Cette thèse est vraiment une perle de l’activité créatrice de la nouvelle opposition. Les camarades de l’opposition s’imaginent qu’on peut gouverner dans un pays rural de telle sorte que la classe ouvrière puisse dominer dans chaque village. Comment peut-on s’imaginer que le prolétariat industriel puisse avoir la majorité dans les soviets ruraux ? Pour s’imaginer une telle chose, il faut avoir véritablement une tête de chou à la place de la tête. (Applaudissements.) Quiconque possède même les connaissances politiques les plus élémentaires comprendra que le pouvoir soviétiste et notre appareil d’Etat constituent un système tout à fait particulier qui se compose, en fait, de plusieurs étages. C’est Zinoviev lui-même qui, à de nombreuses reprises, a parlé avec un grand enthousiasme de la nécessité d’attirer à nous les paysans sans parti. Les attirer où ? Dans les soviets. Est-ce un malheur que des paysans sans parti aient été élus aux soviets ? Pas le moins du monde. Quel est le laboratoire dans lequel nous transformons les paysans, surmontons leur psychologie individualiste, les entraînons derrière nous, les amenons à collaborer avec nous au travail de construction socialiste ? Ce laboratoire, c’est les soviets. On voudrait maintenant faire entrer les paysans dans une chambre obscure et les faire apprendre au moyen de la radiotélégraphie. C’est une pure absurdité. Nous transformons les paysans au moyen du travail pratique, nous les entraînons derrière nous, pour assurer la ligne prolétarienne.

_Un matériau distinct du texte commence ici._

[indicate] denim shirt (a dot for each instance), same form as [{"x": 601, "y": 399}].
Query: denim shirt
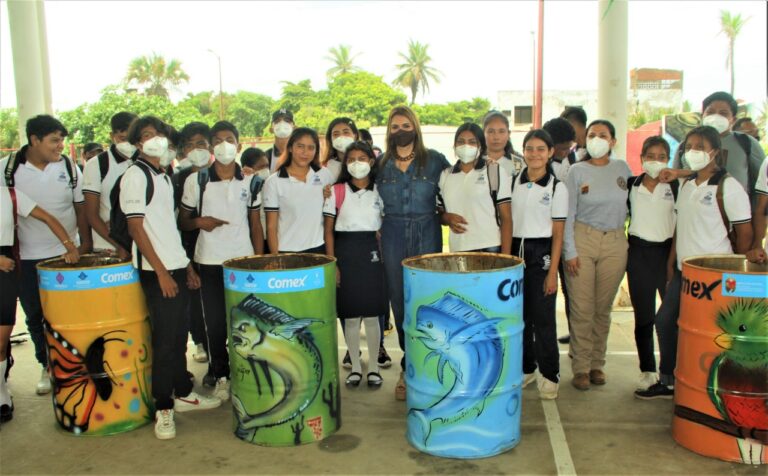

La structure de notre appareil d’Etat est la suivante : il existe des organes supérieurs, moyens et inférieurs. En haut se trouvent des cadres très forts, dirigés par notre parti et dont le noyau est composé de membres du parti. Plus nous descendons vers les organes inférieurs, plus nous y trouvons de sans-parti, et dans les villages nos organes s’appuient sur des paysans sans parti. Nous attirons peu à peu les paysans sans parti, c’est-à-dire une couche au fond petite-bourgeoise, dans les étages inférieurs, couche qui est soumise à une direction prolétarienne. Nous transformons les paysans à notre façon, nous les initions à notre travail, nous leur apprenons à travailler selon les nouvelles méthodes et nous les faisons participer à l’œuvre de construction socialiste. C’est ainsi que s’exprime la direction de la paysannerie par le prolétariat. Et si nous faisons entrer les paysans dans les organes inférieurs du pouvoir soviétiste, c’est là une condition indispensable du rôle dirigeant exercé par le prolétariat sur la paysannerie.

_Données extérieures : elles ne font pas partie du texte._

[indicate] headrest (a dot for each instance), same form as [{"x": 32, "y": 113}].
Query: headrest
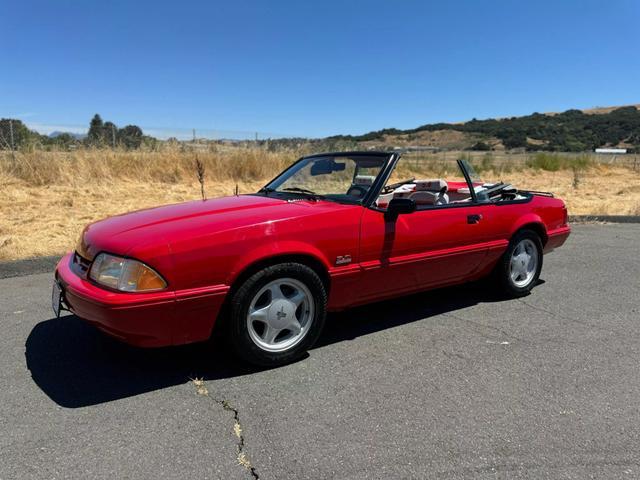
[
  {"x": 431, "y": 185},
  {"x": 363, "y": 180}
]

Pour réfuter les thèses de l’opposition, on peut encore fournir un autre exemple tiré de l’expérience d’un autre pays. Je prends comme exemple l’Angleterre. L’Angleterre, elle aussi, a mené une guerre impérialiste. On sait que le Premier ministre anglais, Lloyd George, a fait entrer dans son cabinet Henderson en qualité de représentant de la classe ouvrière et des syndicats. Il en a été de même dans un certain nombre d’autres pays ? Dites-moi : est-ce qu’un seul marxiste pourrait affirmer que l’Etat anglais était, à cette époque, un Etat bourgeois prolétarien, parce que Henderson était dans le gouvernement ? Naturellement, une telle affirmation serait une idiotie complète. Vous savez qui parlait ainsi : les opportunistes. Ils disaient : maintenant que Henderson est ministre et parce qu’il est ministre, une nouvelle ère a commencé dans le développement du capitalisme ; les ouvriers participent au pouvoir ; par conséquent, l’Etat n’est plus un Etat bourgeois impérialiste, mais quelque chose de tout à fait autre. Au fond, l’opposition apprécie de la même façon la dictature prolétarienne.

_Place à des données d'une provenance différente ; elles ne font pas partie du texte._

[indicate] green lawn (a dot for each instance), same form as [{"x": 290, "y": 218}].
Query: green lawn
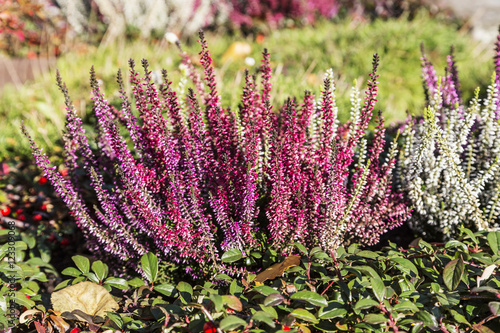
[{"x": 299, "y": 58}]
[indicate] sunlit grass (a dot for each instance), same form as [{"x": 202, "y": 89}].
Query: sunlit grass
[{"x": 299, "y": 58}]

Lorsque Lloyd George prit Henderson dans son cabinet, l’Angleterre ne cessa pas un seul instant d’être un Etat bourgeois impérialiste. Pourquoi ? Pour une raison très simple, parce que la bourgeoisie s’était servie de Henderson uniquement pour transformer l’idéologie de la classe ouvrière et la rendre accessible à l’idéologie bourgeoise. Henderson a rempli la tâche qui lui avait été confiée par la bourgeoisie. Celle-ci put, pour un temps, traîner à sa remorque la classe ouvrière, et c’est pourquoi la nomination de Henderson au sein du ministère constituait la chaîne avec laquelle la bourgeoisie traîna après elle la classe ouvrière, sans changer d’un cheveu le caractère de classe de l’Etat bourgeois. Elle traîna à sa remorque son adversaire de classe. Mais la paysannerie, dans sa partie principale, n’est pas pour nous un adversaire de classe ; elle est notre alliée, et si nous la faisons entrer dans l’appareil de notre administration d’Etat, si nous l’amenons à nous, il faut être vraiment une tête de chou pour prétendre que nous n’avons pas pour cela un Etat ouvrier, mais un Etat hybride ouvrier petit- bourgeois, et d’en tirer cette conséquence qu’il faut défendre la ligne purement prolétarienne contre l’Etat soviétiste.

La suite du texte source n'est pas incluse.